The new issue of The Good Society (vol. 22, no. 2) includes a symposium on The Summer Institute of Civic Studies at Tufts University. The symposium articles are free and open on JSTOR. They are:
- “The Summer Institute of Civic Studies: An Introduction” by Karol Soltan and me
- “Civic Studies: Fundamental Questions, Interdisciplinary Methods,” by Alison K. Cohen, J. Ruth Dawley-Carr, Liza Pappas, and Alison Staudinger
- “What Should You and I Do?: Lessons for Civic Studies from Deliberative Politics in the New Deal” by Timothy J. Shaffer
- “Living Well Together: Citizenship, Education, and Moral Formation” by Elizabeth Gish and Paul Markham
- “Civic Studies: Bringing Theory to Practice” by Katherine Kravetz
- “The Civic Institute Relocated: Designing a Syllabus for Undergraduate Students at a Public University” by Susan Orr; and
- “Deliberation and Civic Studies” by Matt Chick
As Karol Soltan and I write at the beginning of our introductory essay, the Summer Institute of Civic Studies is intended as a step in the development of a new discipline, by which we mean an intellectual community (a group of thinkers who learn from each other) that is institutionalized, with an association, a journal or journals, educational institutions, a recognized place in universities, conferences, and so on.

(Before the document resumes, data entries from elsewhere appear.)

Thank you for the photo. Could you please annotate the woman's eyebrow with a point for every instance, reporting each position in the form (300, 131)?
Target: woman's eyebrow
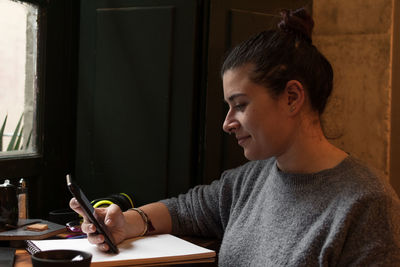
(232, 97)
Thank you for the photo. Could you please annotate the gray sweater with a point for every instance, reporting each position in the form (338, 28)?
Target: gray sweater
(344, 216)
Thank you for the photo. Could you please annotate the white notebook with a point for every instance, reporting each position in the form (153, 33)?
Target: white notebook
(155, 249)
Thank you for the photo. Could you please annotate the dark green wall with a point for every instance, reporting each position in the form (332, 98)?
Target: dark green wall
(150, 102)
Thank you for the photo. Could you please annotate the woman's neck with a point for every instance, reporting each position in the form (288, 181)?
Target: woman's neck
(310, 151)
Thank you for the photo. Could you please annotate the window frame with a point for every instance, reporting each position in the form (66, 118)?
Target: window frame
(57, 72)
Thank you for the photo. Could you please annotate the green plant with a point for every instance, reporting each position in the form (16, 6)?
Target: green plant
(16, 139)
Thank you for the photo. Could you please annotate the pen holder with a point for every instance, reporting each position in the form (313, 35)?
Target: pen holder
(8, 205)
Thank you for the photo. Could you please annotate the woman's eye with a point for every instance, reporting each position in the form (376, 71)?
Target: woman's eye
(239, 106)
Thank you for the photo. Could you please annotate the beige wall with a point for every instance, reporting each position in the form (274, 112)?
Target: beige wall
(356, 37)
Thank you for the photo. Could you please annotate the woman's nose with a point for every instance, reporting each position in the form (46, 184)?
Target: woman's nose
(230, 125)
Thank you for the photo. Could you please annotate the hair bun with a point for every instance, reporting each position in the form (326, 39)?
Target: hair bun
(297, 21)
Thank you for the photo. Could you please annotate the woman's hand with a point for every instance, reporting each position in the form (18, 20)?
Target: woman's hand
(112, 217)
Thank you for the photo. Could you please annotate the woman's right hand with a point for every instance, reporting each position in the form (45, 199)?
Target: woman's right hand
(112, 217)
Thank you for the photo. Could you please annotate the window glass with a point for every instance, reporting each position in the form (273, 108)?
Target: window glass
(18, 78)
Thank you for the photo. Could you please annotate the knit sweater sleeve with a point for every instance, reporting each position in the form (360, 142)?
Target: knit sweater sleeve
(373, 236)
(204, 210)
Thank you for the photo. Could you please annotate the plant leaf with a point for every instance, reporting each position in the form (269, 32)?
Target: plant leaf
(29, 140)
(17, 145)
(2, 132)
(15, 134)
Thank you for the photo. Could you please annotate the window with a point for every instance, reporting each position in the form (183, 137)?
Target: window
(18, 78)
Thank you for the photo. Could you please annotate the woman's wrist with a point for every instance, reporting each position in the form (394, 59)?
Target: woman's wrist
(134, 224)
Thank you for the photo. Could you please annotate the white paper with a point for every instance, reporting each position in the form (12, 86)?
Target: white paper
(149, 247)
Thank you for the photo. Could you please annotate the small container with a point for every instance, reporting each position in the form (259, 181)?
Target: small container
(8, 205)
(22, 199)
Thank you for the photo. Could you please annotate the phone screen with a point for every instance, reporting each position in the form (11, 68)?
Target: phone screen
(89, 212)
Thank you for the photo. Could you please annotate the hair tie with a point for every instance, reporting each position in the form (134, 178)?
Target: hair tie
(298, 22)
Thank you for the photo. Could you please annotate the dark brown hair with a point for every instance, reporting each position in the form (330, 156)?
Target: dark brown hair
(285, 54)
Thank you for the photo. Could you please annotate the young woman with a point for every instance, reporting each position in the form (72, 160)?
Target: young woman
(299, 201)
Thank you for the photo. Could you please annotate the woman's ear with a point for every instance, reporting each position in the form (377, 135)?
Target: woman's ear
(294, 96)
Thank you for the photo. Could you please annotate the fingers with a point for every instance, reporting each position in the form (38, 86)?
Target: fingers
(74, 204)
(112, 215)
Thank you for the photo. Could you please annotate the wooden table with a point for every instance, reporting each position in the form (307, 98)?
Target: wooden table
(23, 258)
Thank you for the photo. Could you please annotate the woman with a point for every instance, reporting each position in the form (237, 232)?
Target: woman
(300, 201)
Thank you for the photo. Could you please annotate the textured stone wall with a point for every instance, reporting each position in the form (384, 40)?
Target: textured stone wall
(355, 36)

The aim of this symposium is to introduce the Summer Institute, mostly through the work of past participants. … Every year, it draws about 20 advanced graduate students, faculty, civic practitioners, and community leaders for two weeks of intensive discussions. Individuals have come from Bhutan, Singapore, Mexico, South Africa, Germany, the Netherlands, Canada, Israel, and all corners of the United States to participate.
Like any healthy intellectual community, civic studies is a field of debate; participants do not sing in unison. But they do have common premises and purposes that, among other things, draw 20 of them to Tufts each July. Those premises could be formulated in several overlapping ways:
1. The goal of civic studies is to develop ideas and ways of thinking helpful to citizens, understood as co-creators of their worlds. Note that we do not define “citizens” as official members of nation-states or other political jurisdictions. Nor does this formula invoke the word “democracy.” One can be a co-creator in many settings, ranging from loose social networks and religious congregations, to the globe. Not all of these venues are, or could be, democracies.
2. Civic studies asks Shaffer’s question: “What should we do?” It is thus inevitably about ethics (what is right and good?), about facts (what is actually going on?) and about strategies (what would work?). Good strategies may take many forms and use many instruments, but if a strategy addresses the question “What should we do?”, then it must guide our own actions. For many of us, institutions and institution-making are crucial to this enterprise. They embody ideals and values. They can also be seen as crucial resources.
3. At the very beginning of the Federalist Papers, Alexander Hamilton asks whether “societies of men are really capable or not of establishing good government from reflection and choice, or whether they are f orever destined to depend for their political constitutions on accident and force.” Civic studies suggests that we can govern by reflection and choice. But more importantly, it looks for ways to make that happen. In other words, we are not especially concerned with an assessment of how much agency we actually have as reasoning citizens; we are concerned with enhancing our political or civic agency.
4. As co-founder of the Summer Institute and retiring editor of this journal Stephen Elkin reminds us elsewhere in this issue, [the Good Society’s] motto is Walter Lippman’s statement that “the art of governing well has to be learned.” That is another way of formulating the task of civic studies.
Civic studies is an intellectual community in the making, based on an empirical observation that there are many thinkers, networks of thinkers (some overlapping), and traditions of thinking in a number of disciplines that share the goals listed above.